Au total, il semble raisonnable de supposer qu'à politiques inchangées, le taux de croissance des dépenses de sécurité sociale ne change pas, la légère diminution de la croissance des dépenses de santé étant compensée par l'augmentation des dépenses d'assurance vieillesse.

(5) Vers un ralentissement des dépenses des collectivités territoriales ?

Les dépenses des collectivités territoriales augmentent en moyenne de plus de 3 % par an en volume, comme l'indique le graphique ci-après.

Croissance des dépenses des collectivités territoriales en volume :
prévision et exécution

(croissance déflatée de l'augmentation
des prix hors tabac, en %)

Sources : programmes de stabilité, Insee

Ce taux de croissance, à périmètre constant, pourrait cependant diminuer au cours des prochaines années, si l'on prend en compte le phénomène de « cycle électoral » 23 ( * ) , et la volonté du gouvernement de rendre l'indexation des dotations moins favorable aux collectivités territoriales.

Par ailleurs, les collectivités territoriales, étant tenues d'avoir un budget de fonctionnement équilibré, ont un solde à peu près équilibré. Si une forte croissance de leurs dépenses a un effet sur le taux de prélèvements obligatoires, elle en a donc peu sur le solde public. Comme, dans les projections présentées ci-après, d'éventuels alourdissements de la fiscalité locale ne sont pas pris en compte, on suppose, par convention, que les dépenses des collectivités territoriales augmentent de 2,2 % par an en volume , soit à peu près la même vitesse que le PIB.

* 19 Plus précisément, les projections pour 2020 sont de 0,7 point de PIB si le taux de chômage est alors de 5 % et de 1,2 point de PIB si le taux de chômage est alors de 7 %. Le COR fait en effet l'hypothèse, qui ne va pas de soi, que la baisse du taux de chômage permettra de redéployer une partie des cotisations chômage vers les cotisations vieillesse.

* 20 Et de 1,8 % par an entre 2015 et 2050.

* 21 Dans le programme de stabilité 2008-2010, le gouvernement suppose que les dépenses d'assurance vieillesse augmentent de 2,5 % par an en volume.

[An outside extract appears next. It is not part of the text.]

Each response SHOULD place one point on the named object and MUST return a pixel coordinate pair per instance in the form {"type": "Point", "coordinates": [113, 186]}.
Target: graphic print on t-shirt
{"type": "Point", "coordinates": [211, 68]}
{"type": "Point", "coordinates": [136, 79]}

* 22 Source : Unédic, « L'équilibre financier de l'assurance chômage, années 2006 à 2008 », 5 juillet 2006.

* 23 Les dépenses d'investissement des collectivités territoriales tendent à augmenter l'année précédant une élection, et à diminuer les deux années suivantes. En effet, dans le premier cas, les collectivités se « hâtent » de terminer leurs programmes d'investissement, alors que dans le second il faut du temps pour que les nouveaux programmes « montent en puissance ».